Merwane B et Rémi Boyes : un 30-30 qui détonne !
Cet été, les 30-30 sont nombreux ! La scène du Bordel Club accueillait ainsi Merwane B et Rémi Boyes pour 30 minutes de blagues chacun. Retour sur une soirée au Théâtre Montmartre Galabru avec deux humoristes aux parcours distincts !
Divertir l’œil aguerri : tout un programme !
Plus on voit du stand-up, plus on élève son exigence. Il est difficile de retrouver l’insouciance des débuts, surtout quand on entend la même blague pour la 600e fois. De quoi pourrais-je parler à présent ? J’ai parfois l’impression d’avoir fait le tour. Or, je prends moins le temps de prendre une place, désactiver le mode analyse scénique et rire. L’emploi du temps dépasse le calendrier éditorial, et l’instinct reprend le dessus.
Pour le 21 juillet, soit une semaine après mon retour de vacances, j’ai choisi de passer mon samedi soir avec Merwane B et Rémi Boyes. J’avoue avoir une préférence très forte pour le second, même si Merwane s’améliore. La première fois que j’ai vu Merwane jouer, c’était en première partie de Joseph Roussin.

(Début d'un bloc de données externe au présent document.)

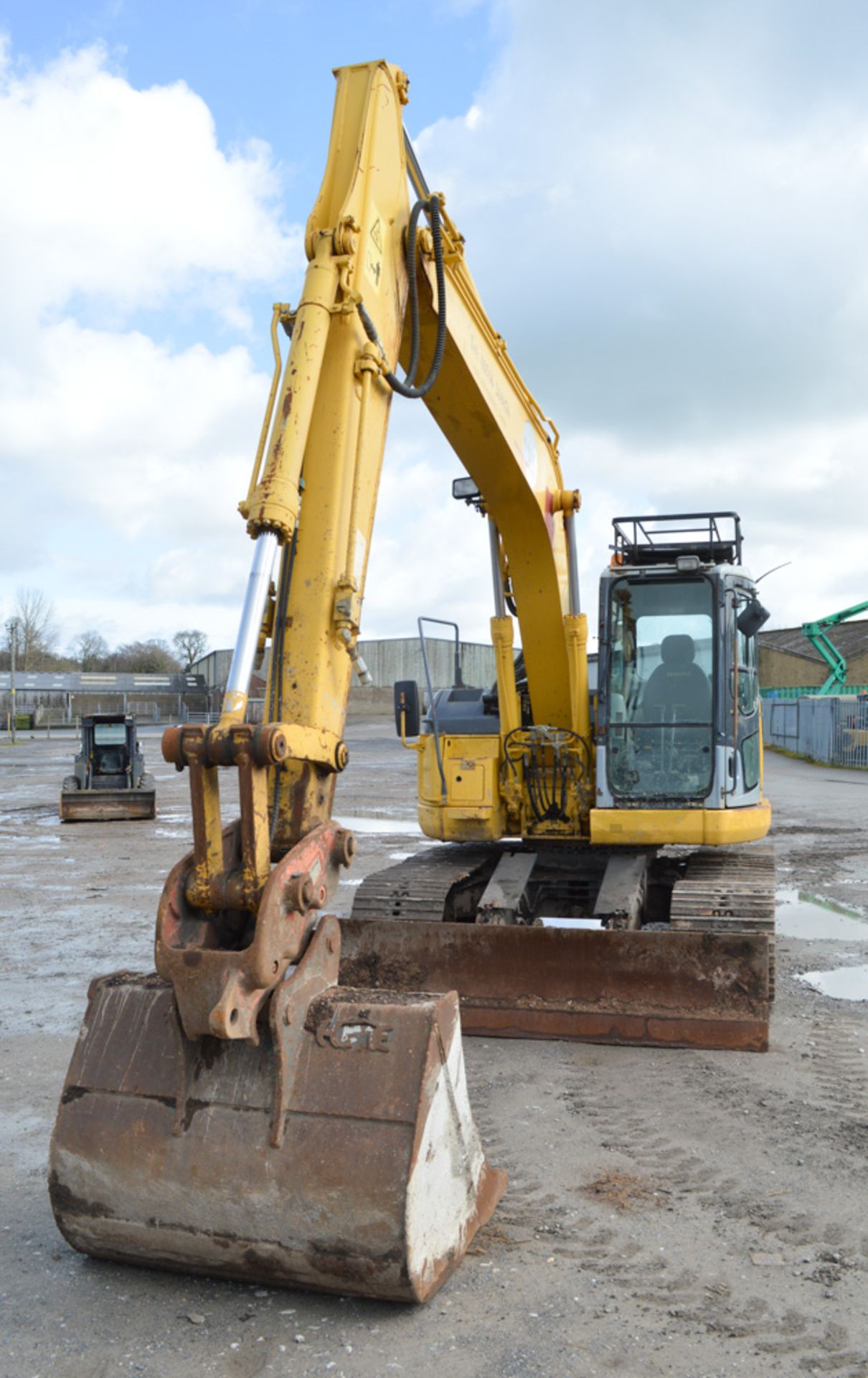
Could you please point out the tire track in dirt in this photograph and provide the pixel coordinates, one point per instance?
(841, 1066)
(676, 1171)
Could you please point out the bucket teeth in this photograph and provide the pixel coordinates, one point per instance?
(164, 1153)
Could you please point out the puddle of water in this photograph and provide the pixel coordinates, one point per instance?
(805, 915)
(397, 827)
(552, 921)
(845, 983)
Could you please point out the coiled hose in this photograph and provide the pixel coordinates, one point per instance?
(407, 386)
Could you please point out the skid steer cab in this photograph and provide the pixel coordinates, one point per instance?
(109, 779)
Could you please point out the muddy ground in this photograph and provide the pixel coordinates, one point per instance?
(669, 1213)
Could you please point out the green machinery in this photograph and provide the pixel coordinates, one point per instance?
(817, 634)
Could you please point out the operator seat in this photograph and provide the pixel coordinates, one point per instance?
(676, 690)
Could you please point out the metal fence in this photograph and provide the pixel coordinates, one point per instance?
(806, 690)
(829, 728)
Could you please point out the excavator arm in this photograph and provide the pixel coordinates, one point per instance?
(242, 1112)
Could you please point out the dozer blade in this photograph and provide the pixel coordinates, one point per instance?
(104, 805)
(670, 990)
(339, 1154)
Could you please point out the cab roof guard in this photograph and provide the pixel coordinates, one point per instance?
(660, 539)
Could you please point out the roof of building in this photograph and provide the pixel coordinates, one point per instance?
(850, 638)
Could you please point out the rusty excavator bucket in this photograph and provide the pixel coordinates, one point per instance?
(324, 1140)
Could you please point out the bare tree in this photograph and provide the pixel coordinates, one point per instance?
(36, 630)
(90, 650)
(143, 657)
(191, 647)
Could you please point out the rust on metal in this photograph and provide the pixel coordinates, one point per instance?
(224, 965)
(670, 990)
(349, 1126)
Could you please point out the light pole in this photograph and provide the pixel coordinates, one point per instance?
(13, 630)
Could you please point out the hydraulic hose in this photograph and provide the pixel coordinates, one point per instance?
(407, 386)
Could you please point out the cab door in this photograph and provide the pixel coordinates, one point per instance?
(745, 707)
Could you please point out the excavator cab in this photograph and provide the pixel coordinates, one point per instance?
(678, 702)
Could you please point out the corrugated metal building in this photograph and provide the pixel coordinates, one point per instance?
(64, 698)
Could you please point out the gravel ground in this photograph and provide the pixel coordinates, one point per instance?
(669, 1213)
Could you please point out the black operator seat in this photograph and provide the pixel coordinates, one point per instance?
(676, 690)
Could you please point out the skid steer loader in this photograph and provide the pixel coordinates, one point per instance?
(109, 779)
(254, 1110)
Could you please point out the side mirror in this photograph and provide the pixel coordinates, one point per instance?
(407, 706)
(753, 618)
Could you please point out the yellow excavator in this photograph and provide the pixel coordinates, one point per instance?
(284, 1100)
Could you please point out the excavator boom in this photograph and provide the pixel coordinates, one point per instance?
(242, 1112)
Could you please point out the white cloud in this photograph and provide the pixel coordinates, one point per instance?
(666, 214)
(126, 197)
(127, 454)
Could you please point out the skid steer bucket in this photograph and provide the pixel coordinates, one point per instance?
(670, 990)
(104, 805)
(339, 1154)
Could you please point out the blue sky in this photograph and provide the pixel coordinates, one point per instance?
(664, 208)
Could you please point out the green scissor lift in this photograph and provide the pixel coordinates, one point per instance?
(816, 633)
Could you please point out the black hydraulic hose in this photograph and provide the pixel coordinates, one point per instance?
(405, 388)
(276, 705)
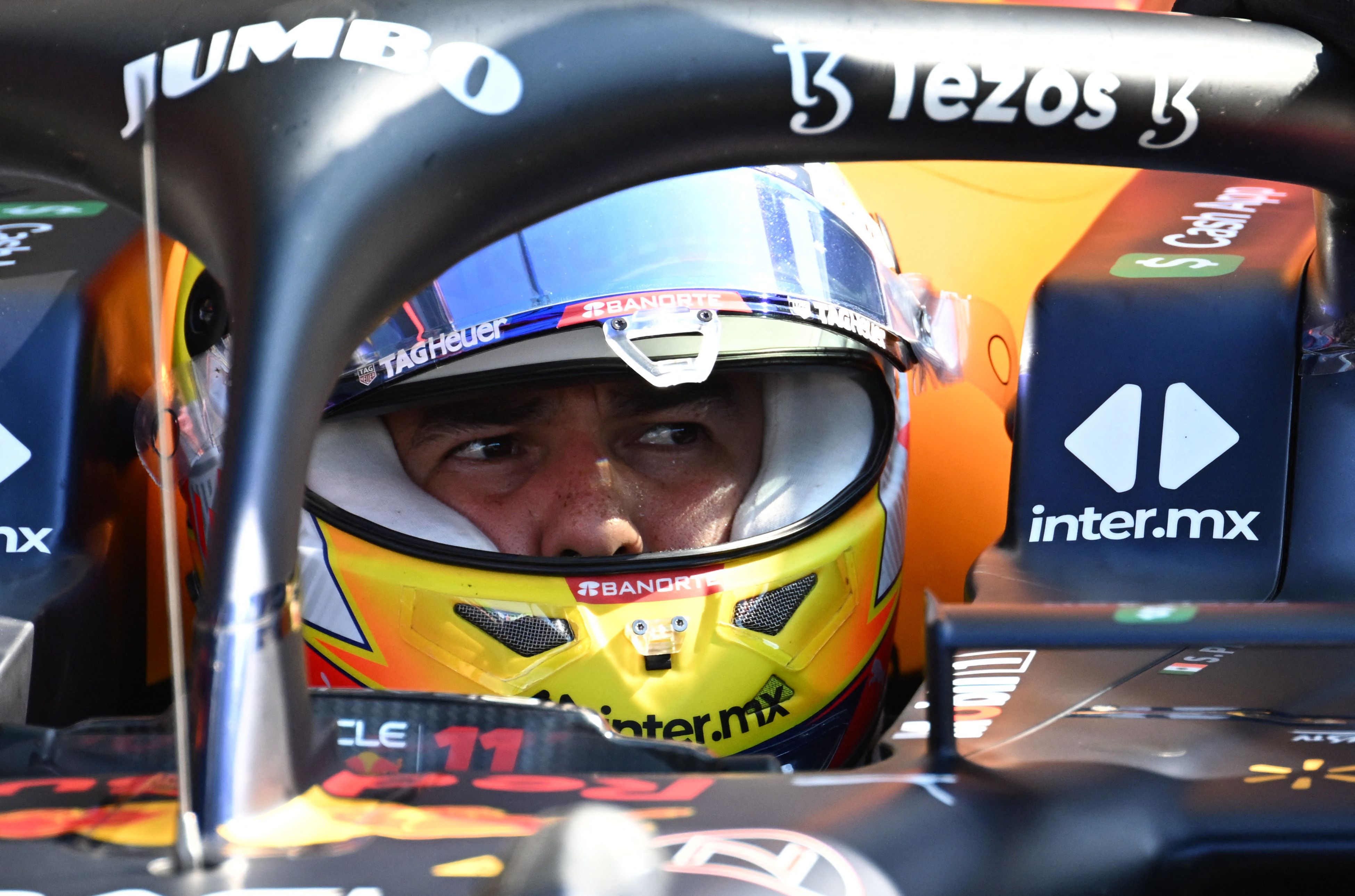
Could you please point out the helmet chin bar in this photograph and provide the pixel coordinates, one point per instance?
(624, 332)
(323, 225)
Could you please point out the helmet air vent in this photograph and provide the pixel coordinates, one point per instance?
(524, 634)
(770, 611)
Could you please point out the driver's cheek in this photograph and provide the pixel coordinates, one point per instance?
(694, 514)
(584, 504)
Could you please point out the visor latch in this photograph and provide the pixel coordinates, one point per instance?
(624, 332)
(658, 641)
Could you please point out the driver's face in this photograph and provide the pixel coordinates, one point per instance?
(594, 470)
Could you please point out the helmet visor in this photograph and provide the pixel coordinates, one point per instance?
(761, 239)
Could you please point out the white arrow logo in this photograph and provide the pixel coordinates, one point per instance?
(14, 454)
(1193, 438)
(1108, 442)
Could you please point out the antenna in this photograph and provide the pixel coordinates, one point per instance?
(189, 844)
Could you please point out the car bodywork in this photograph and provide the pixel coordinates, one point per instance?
(328, 184)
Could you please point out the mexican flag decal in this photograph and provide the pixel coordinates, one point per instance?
(1183, 669)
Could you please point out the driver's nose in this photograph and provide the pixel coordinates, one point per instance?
(590, 516)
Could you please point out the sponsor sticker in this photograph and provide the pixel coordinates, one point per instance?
(82, 209)
(986, 681)
(647, 587)
(1323, 737)
(632, 302)
(1141, 614)
(1148, 264)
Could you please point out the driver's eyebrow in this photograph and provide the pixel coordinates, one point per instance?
(477, 413)
(648, 400)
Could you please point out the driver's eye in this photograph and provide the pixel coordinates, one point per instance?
(494, 448)
(671, 435)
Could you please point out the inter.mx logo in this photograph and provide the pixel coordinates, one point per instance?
(1194, 436)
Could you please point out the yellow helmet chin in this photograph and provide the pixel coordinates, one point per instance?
(747, 656)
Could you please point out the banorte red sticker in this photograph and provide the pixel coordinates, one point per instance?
(647, 587)
(632, 302)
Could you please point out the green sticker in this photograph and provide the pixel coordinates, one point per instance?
(1140, 614)
(1147, 264)
(82, 209)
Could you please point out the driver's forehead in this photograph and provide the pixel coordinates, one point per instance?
(610, 398)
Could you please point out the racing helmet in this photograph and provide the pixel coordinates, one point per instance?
(748, 602)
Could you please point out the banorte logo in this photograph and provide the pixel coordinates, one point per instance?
(632, 302)
(647, 587)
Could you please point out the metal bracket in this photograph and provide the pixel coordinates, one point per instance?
(623, 333)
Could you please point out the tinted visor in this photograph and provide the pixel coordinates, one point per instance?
(748, 232)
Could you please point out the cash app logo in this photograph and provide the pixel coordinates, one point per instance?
(1141, 614)
(82, 209)
(1147, 264)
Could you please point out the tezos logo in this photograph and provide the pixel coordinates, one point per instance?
(950, 92)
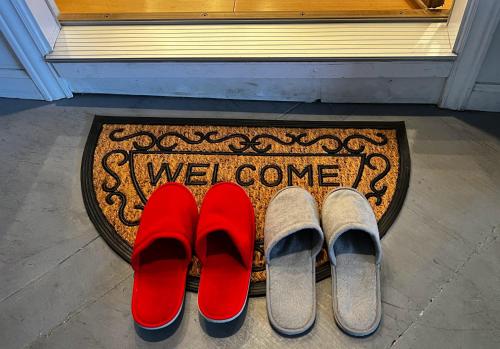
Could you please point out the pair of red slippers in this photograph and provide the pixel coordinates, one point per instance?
(222, 235)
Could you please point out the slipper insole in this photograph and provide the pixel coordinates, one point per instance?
(160, 282)
(291, 281)
(224, 280)
(356, 281)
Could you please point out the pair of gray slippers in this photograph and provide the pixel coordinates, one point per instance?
(292, 239)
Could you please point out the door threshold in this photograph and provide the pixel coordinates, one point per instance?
(254, 42)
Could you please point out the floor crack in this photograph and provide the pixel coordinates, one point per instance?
(480, 247)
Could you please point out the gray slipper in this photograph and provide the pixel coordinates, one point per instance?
(355, 253)
(292, 239)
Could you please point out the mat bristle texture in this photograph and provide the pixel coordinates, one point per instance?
(127, 158)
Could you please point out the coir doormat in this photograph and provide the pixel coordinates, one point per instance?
(125, 159)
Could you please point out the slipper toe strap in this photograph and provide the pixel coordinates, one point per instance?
(241, 236)
(291, 210)
(346, 209)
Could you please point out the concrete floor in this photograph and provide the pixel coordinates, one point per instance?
(62, 287)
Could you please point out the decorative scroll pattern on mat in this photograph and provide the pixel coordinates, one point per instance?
(129, 159)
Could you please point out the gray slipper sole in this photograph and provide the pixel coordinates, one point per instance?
(355, 254)
(292, 239)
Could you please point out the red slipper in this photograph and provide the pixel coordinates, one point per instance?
(161, 256)
(224, 244)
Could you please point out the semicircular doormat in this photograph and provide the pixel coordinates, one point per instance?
(125, 159)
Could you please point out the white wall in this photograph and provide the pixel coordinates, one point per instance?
(486, 92)
(14, 81)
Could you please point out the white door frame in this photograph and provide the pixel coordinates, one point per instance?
(474, 39)
(34, 38)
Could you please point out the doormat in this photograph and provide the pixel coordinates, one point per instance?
(125, 159)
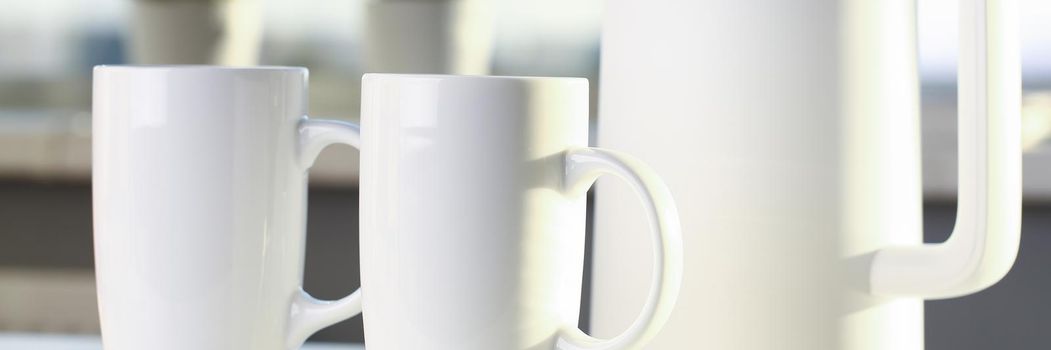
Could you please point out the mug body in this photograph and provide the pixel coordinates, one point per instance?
(788, 131)
(468, 241)
(199, 205)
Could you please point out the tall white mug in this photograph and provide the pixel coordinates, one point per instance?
(199, 193)
(473, 214)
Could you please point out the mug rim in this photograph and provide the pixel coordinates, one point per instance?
(369, 76)
(198, 67)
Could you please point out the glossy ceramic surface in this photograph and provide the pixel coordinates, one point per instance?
(473, 214)
(789, 132)
(199, 187)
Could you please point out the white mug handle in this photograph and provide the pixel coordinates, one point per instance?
(583, 166)
(309, 314)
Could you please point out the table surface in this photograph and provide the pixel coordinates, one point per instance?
(67, 342)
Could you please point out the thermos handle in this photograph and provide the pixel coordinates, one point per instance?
(308, 314)
(583, 166)
(985, 240)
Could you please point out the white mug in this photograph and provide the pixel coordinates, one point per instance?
(199, 193)
(473, 214)
(797, 162)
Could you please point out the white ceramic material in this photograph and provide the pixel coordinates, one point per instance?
(200, 186)
(789, 132)
(429, 36)
(197, 32)
(473, 214)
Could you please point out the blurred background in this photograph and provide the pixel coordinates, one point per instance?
(47, 48)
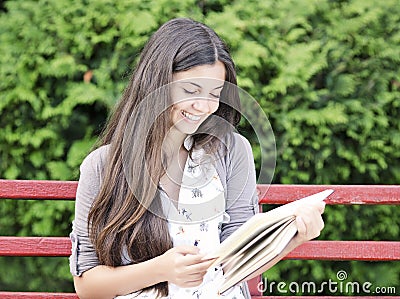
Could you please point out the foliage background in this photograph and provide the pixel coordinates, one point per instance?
(325, 72)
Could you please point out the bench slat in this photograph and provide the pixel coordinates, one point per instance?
(31, 189)
(313, 250)
(36, 295)
(269, 194)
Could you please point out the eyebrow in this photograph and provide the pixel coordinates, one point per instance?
(199, 86)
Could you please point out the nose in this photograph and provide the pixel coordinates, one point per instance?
(202, 105)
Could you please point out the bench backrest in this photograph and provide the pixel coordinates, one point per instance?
(273, 194)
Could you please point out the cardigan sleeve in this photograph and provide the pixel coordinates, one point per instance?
(83, 255)
(240, 189)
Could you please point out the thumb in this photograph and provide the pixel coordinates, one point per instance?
(187, 249)
(301, 226)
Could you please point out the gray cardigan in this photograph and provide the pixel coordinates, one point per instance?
(237, 173)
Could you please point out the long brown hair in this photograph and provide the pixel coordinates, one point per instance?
(120, 221)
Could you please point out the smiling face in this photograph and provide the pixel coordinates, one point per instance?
(195, 94)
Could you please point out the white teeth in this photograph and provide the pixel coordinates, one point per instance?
(191, 116)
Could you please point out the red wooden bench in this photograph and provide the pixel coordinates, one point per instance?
(276, 194)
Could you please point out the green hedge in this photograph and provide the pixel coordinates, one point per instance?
(325, 72)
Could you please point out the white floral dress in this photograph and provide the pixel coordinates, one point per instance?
(197, 221)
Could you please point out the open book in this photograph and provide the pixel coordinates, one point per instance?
(259, 240)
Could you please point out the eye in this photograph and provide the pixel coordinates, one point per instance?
(190, 91)
(216, 96)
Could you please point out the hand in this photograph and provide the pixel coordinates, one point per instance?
(183, 266)
(309, 222)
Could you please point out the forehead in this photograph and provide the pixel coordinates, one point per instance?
(208, 74)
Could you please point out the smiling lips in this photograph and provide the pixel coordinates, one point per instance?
(191, 116)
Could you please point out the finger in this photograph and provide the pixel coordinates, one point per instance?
(321, 207)
(187, 249)
(301, 226)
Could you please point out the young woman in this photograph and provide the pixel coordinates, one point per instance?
(170, 179)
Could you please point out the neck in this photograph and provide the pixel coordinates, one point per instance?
(173, 142)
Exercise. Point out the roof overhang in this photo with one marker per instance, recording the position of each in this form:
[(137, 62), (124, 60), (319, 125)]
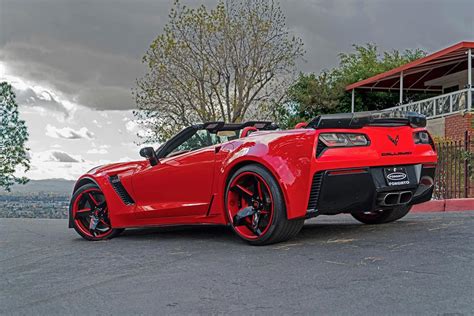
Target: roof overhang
[(444, 62)]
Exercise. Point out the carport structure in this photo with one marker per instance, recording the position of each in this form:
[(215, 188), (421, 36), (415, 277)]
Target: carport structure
[(447, 73)]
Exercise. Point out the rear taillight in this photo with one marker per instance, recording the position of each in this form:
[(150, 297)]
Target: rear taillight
[(422, 137), (343, 139)]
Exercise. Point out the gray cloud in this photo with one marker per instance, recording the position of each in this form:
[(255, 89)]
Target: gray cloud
[(61, 156), (90, 51), (68, 133)]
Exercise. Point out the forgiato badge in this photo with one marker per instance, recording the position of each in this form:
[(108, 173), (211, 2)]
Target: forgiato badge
[(396, 176)]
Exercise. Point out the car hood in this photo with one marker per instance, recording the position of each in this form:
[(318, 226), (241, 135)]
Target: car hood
[(117, 168)]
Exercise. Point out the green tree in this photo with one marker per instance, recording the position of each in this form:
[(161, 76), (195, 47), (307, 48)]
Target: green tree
[(13, 136), (315, 94), (227, 63)]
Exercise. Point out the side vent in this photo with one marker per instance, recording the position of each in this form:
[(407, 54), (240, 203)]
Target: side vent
[(315, 189), (120, 190)]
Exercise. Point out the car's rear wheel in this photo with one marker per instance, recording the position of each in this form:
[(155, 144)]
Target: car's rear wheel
[(90, 214), (256, 208), (382, 216)]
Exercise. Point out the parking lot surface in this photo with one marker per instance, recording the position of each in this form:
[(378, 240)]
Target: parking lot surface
[(422, 264)]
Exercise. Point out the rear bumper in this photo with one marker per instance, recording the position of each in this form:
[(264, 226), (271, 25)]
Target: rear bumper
[(366, 189)]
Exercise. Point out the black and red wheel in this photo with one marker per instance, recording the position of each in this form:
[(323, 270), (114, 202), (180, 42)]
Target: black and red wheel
[(382, 216), (90, 214), (256, 208)]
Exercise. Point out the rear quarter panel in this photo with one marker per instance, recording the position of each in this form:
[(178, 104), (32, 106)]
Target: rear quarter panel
[(287, 155)]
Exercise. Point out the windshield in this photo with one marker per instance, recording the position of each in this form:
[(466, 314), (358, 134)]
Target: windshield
[(200, 139)]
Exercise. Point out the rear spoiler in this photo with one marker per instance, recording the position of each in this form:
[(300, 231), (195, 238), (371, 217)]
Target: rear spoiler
[(361, 119)]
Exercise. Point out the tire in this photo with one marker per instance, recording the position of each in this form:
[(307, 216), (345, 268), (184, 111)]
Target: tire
[(89, 196), (278, 228), (383, 216)]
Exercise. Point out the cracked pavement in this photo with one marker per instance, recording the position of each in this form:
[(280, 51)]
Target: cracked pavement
[(422, 264)]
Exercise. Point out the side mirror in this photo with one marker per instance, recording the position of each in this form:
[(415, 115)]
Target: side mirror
[(150, 154)]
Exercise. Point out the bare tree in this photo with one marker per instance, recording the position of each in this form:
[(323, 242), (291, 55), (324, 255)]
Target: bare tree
[(228, 63)]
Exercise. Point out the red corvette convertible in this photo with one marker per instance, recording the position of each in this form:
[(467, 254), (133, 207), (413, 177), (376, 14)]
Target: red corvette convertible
[(262, 181)]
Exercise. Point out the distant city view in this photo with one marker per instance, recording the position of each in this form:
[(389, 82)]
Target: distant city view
[(37, 199)]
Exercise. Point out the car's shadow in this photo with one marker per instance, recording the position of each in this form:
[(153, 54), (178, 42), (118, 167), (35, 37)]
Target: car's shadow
[(312, 231)]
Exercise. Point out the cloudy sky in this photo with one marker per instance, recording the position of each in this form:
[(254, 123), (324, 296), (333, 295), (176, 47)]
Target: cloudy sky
[(73, 63)]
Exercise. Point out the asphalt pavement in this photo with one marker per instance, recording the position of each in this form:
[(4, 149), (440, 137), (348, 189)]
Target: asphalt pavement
[(422, 264)]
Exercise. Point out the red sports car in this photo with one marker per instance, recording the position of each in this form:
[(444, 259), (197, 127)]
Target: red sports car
[(262, 181)]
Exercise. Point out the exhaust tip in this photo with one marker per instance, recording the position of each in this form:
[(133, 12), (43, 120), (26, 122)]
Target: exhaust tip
[(405, 197), (391, 199)]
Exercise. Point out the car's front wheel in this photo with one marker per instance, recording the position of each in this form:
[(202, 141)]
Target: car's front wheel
[(90, 215), (256, 208), (382, 216)]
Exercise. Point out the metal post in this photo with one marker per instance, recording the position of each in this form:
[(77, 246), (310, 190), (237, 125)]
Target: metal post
[(467, 170), (353, 101), (401, 87), (469, 79)]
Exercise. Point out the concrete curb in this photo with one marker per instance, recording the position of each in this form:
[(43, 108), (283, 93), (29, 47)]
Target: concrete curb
[(450, 205)]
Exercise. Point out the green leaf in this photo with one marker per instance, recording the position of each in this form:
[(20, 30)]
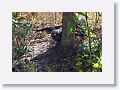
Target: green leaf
[(81, 13)]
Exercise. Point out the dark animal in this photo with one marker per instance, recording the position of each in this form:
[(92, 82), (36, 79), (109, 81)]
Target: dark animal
[(56, 34)]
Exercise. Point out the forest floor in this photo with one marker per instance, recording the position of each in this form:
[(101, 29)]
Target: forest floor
[(48, 55)]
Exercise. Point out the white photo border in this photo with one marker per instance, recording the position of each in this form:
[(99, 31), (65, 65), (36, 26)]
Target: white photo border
[(104, 77)]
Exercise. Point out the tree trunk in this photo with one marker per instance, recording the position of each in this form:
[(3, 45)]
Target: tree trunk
[(67, 41)]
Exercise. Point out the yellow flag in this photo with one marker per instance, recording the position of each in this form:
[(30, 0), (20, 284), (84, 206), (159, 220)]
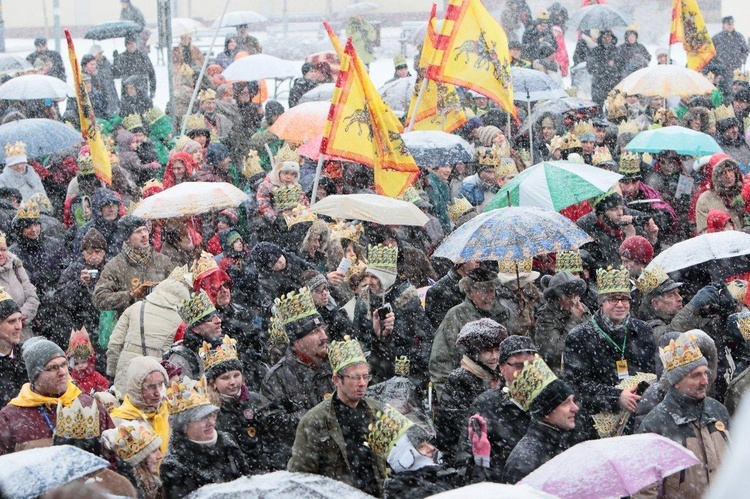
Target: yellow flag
[(471, 51), (362, 128), (689, 28), (89, 130)]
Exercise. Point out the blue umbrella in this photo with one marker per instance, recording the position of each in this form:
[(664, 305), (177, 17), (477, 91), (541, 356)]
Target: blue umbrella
[(511, 234), (674, 138), (41, 136)]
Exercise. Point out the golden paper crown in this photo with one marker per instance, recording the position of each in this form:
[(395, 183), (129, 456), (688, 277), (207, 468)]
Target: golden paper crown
[(225, 352), (681, 352), (77, 422), (300, 214), (613, 280), (458, 208), (389, 426), (650, 279), (287, 197), (196, 308), (294, 306), (343, 354), (530, 382), (382, 257), (568, 261), (630, 163), (187, 394)]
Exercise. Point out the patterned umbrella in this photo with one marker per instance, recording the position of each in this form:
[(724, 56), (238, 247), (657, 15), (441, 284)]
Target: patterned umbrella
[(511, 234)]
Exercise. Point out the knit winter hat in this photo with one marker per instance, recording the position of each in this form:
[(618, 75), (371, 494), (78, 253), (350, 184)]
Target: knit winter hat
[(37, 352)]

Il tremblait, avait des difficultés à articuler ; il avait l’air agité.
Merwane Benlazar : sur la bonne voie
L’inexpérience de Merwane l’amène à débuter le 30-30. Il jouera finalement 48 minutes. Aujourd’hui, il ne tremble plus et il mise sur un regain d’énergie proche du rupteur. Je le trouve excellent dans les interactions et les improvisations associées. Merwane a l’esprit vif. Il a envie de faire du storytelling et il s’accroche. Je respecte cela. Quand il aura le déclic, il deviendra vraiment bon.
Un autre aspect le rend attachant. Il ne triche pas, il ne lâche rien. Sur le même laps de temps, dans un comedy club concurrent, d’autres humoristes abusent complètement de la crédulité du public. Je me suis retrouvée par hasard au Labo du rire du Paname Art Café. En voyant Younes Depardieu, je me réjouissais de voir un habitué de la scène sur ce plateau de débutants. Pour resituer, c’était l’un des membres du duo Younes et Bambi. Le Jamel Comedy Club était leur terrain de jeu, la zone de confort qui leur a donné de la bouteille. Sauf qu’aujourd’hui, il se lance seul. Et il abuse : téléphone à la main, il lit toutes ses blagues, les yeux fixés sur l’écran. Il regarde ses amis davantage que le public. D’ailleurs, ce public, il lui fait croire que c’est sa première scène seul. Sauf que moi, je l’ai vu il y a quelques mois au Private Joke avec la même astuce pour gagner le public ! Et le lendemain, il se retrouve programmé un samedi à 22h30 au même Paname Art Café…
Tout ça pour vous dire que l’humilité de Merwane vaut bien quelques lacunes d’expérience. Je lui accorde sans hésiter ma clémence et lui souhaite de tracer son chemin.
Rémi Boyes : du stand-up de haut niveau
Chaque apparition de Rémi Boyes sur scène est un moment de plaisir. Comme d’autres, il donne envie de le revoir. Haroun dit qu’il faut créer un manque pour attirer le public dans sa salle. Rémi sait se rendre indispensable, c’est peut-être sa plus grande force. Sa décontraction et son côté jovial mettent directement le public à l’aise. Il y a de l’insouciance dans son jeu, et beaucoup de travail derrière. Ses sujets ne sont pas vraiment originaux, mais il les fait vivre avec beaucoup de talent.
Comme il nous le confiait l’an dernier, il essaie d’avoir l’air à l’aise comme dans une conversation de la vie de tous les jours. Autant vous dire que ça marche ! J’attendais avec impatience sa doublade avec Joseph Roussin le mercredi suivant. Il fait partie de ma génération préférée d’humoristes, ceux qui ont commencé en 2014 ou 2015. Ce parti-pris est totalement lié à mes premiers comedy clubs.
Fin 2016, ces humoristes-là étaient suffisamment rodés en plateau pour me sembler totalement pertinents. Je suis attachée à cette génération-là pour une bonne décennie. Malgré tout, je pense que le facteur temporel n’est pas le seul. On a vraiment une excellente génération qui me donne envie de continuer à en parler, pour que vous ayez envie de les voir le plus possible.